Inclusion criteria related to device characteristics:

• Weight ≤ 35 kg.
• Hip width ≤ 34 cm. It is advised that for measurements under 28 cm, verification should be performed to ensure there is no excessive base of support that might induce foot inversion in the standing position.
• Femur length (distance from the greater trochanter to the lateral condyle of the femur) between 24 cm and 33 cm. Femur lengths shorter than 24 cm are acceptable as long as the hip motor of the device does not extend above the user's iliac crest, avoiding hypermobility of the lumbar spine.
• Tibia length (distance from the lateral condyle to the lateral malleolus of the tibia) between 23 cm and 32 cm. Tibia lengths shorter than 23 cm are acceptable as long as they can be compensated with a lift and the user's ankle joint remains within the area of the ankle motor.
• EU shoe size between 27 and 33.

Exclusion Criteria:

• Impossibility for the family to complete treatment schedule planning.

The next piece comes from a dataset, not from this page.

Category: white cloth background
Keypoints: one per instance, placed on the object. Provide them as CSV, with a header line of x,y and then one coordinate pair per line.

• Any contraindication for standing and/or walking.
• Spasticity (Modified Ashworth Scale (MAS) = 4 in the lower limbs at the time of device use).
• Joint contracture of the hip and/or knee > 20 degrees.

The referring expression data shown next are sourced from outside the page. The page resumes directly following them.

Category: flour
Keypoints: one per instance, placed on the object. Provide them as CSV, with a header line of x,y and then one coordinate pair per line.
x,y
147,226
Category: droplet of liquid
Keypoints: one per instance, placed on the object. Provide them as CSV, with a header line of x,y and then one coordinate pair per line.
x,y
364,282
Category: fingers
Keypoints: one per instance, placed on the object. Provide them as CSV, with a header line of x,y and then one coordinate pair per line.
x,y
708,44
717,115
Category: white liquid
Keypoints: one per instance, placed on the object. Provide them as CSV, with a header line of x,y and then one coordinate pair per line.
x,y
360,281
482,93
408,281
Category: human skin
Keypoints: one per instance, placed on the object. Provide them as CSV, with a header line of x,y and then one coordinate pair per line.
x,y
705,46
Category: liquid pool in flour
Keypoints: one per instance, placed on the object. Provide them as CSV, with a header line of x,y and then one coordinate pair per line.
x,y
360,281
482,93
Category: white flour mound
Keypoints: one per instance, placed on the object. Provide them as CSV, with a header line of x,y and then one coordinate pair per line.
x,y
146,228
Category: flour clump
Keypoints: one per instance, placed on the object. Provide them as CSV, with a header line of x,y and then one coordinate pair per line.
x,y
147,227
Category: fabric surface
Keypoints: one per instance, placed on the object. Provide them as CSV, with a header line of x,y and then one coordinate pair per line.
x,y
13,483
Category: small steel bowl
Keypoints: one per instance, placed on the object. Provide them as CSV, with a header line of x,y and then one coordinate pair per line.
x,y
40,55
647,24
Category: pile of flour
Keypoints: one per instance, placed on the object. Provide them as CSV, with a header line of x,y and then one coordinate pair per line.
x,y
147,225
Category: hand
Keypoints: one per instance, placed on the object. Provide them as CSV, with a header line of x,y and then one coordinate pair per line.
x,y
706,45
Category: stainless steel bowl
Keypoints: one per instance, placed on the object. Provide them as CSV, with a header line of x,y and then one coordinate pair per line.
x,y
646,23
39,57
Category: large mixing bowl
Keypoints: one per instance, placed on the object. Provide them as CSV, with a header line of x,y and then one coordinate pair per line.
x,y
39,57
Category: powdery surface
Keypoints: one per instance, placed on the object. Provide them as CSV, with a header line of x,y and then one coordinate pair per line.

• Need to walk with more than 9 degrees of hip abduction.
• Need to walk with more than 9 degrees of dorsal or plantar ankle flexion, or inability to use an orthosis to achieve 90° at the ankle.

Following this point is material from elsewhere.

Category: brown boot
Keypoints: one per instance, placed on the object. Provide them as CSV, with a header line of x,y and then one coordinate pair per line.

• Severe skin lesions in areas of contact with the device.
• Planned surgical intervention during the study period or previous orthopedic surgery on the spine and/or lower limbs contraindicating treatment.
• Known advanced osteoporosis evidenced by bone densitometry, particularly with a history of prior fractures or fractures without trauma. Traumatic bone fractures in the lower limbs or pelvic girdle within the past 6 months.
• Unstable fractures, joint dislocations, or other joint pathologies in the trunk and lower limbs contraindicating the treatment.
• Severe rigid orthopedic deformities of the spine that prevent the use of the device.
• Presence of frequent seizures, uncontrolled epilepsy, or difficult-to-control behavioral disorders.
• Presence of decompensated heart or lung disease, or any other condition causing exercise intolerance.
• Allergy to any of the materials used in the ATLAS 2030: cotton, nylon, polyester, polyamide, polyethylene, or polypropylene.